"Yeah, but it's even more complicated than that. He's actually the husband of her lifelong friend."

"What?" he says. "Her lifelong friend who's also graduated from college?"

"No. So when she was younger, she worked in a bakery for money for college, and the owner of the bakery is her friend Simone, and the guy she's having an affair with is Simone's husband."

"Oh, that sounds horrible."

"Exactly. She feels super conflicted. She loves him because she thinks he's the love of her life. Yet, she feels incredibly guilty because she's betraying Simone who's always been there for her."

"Well, yeah, she should."

"And well, basically Simone ends up dying."

"Oh, this sounds a little depressing."

"It is kind of sad. But then when Simone dies, Lisa is left a bunch of letters."

"Letters from Simone?"

"Exactly. And she reads the letters and basically, she finds out that Simone knew that she was having an affair with her husband and that Simone didn't blame her. And that Simone just wished for her the strength to leave him and to actually have her own life."

"Wow. That's dreadfully nice of Simone."

"Well, it turns out that Simone had also been the other woman and that the husband was actually her best friend's baby daddy. And that Simone had stolen him from her best friend, and that's why she knew that she couldn't judge my character because the saying is as you get them is how you lose them. Anyway, there's this scene where she goes down to the ocean and she realizes that she doesn't like who she's become, and that even though she's been blaming him, she also isn't any better." I stare at him. "Sorry, I've just been going on and on."

"No, it sounds really interesting. It sounds like a role you can really sink your teeth into."

"Yeah. I thought that it was nuanced enough to really push me to my limits because obviously, I think my character's a dog and a bitch, and I would never be friends with someone who slept with a married man. But I guess that's part of being an actress."

"I guess so," he says. "I'm excited to see the movie. When do you have to go back to L.A. to start filming?"

"I'm not sure," I say. "We might be going to Canada and a small town in Croatia."

"Oh." He looks at me. "So you won't even be in the States."

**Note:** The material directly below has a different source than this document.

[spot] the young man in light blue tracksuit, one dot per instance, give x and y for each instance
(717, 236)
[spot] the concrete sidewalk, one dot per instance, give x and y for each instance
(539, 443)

"I'm not a hundred percent sure yet. I think they're still figuring out the shooting locations." I lick my lips nervously. "So how was D.C.?"

"I wasn't in D.C., Lila," he says after a couple of moments.

"What? What do you mean you weren't in D.C.? Where were you?"

"I went to South Carolina," he says as he merges onto the freeway.

"But you were in D.C. looking for a job. Were you in South Carolina looking for a job?"

"I don't know where Marie got that from, but I wasn't looking for a job. I'm a partner at a law firm, Lila. You know that."

"I know, but your aspiration is to become a Supreme Court Justice. I thought there was some job that…"

"Oh, you and Marie really do not know much about the law and the pathway to becoming a judge." He starts laughing. "There's no job that is going to make it easier for me to become a Supreme Court Justice in D.C." He shakes his head. "I told Marie I was going to D.C. because I didn't want her to know I was going to South Carolina."

"Oh, was it about her and the baby?"

My head starts pounding.

"No," he says. "It was about something else."

"Are you going to tell me?" I ask him, wondering if he trusts me enough to tell me what was going on in his life.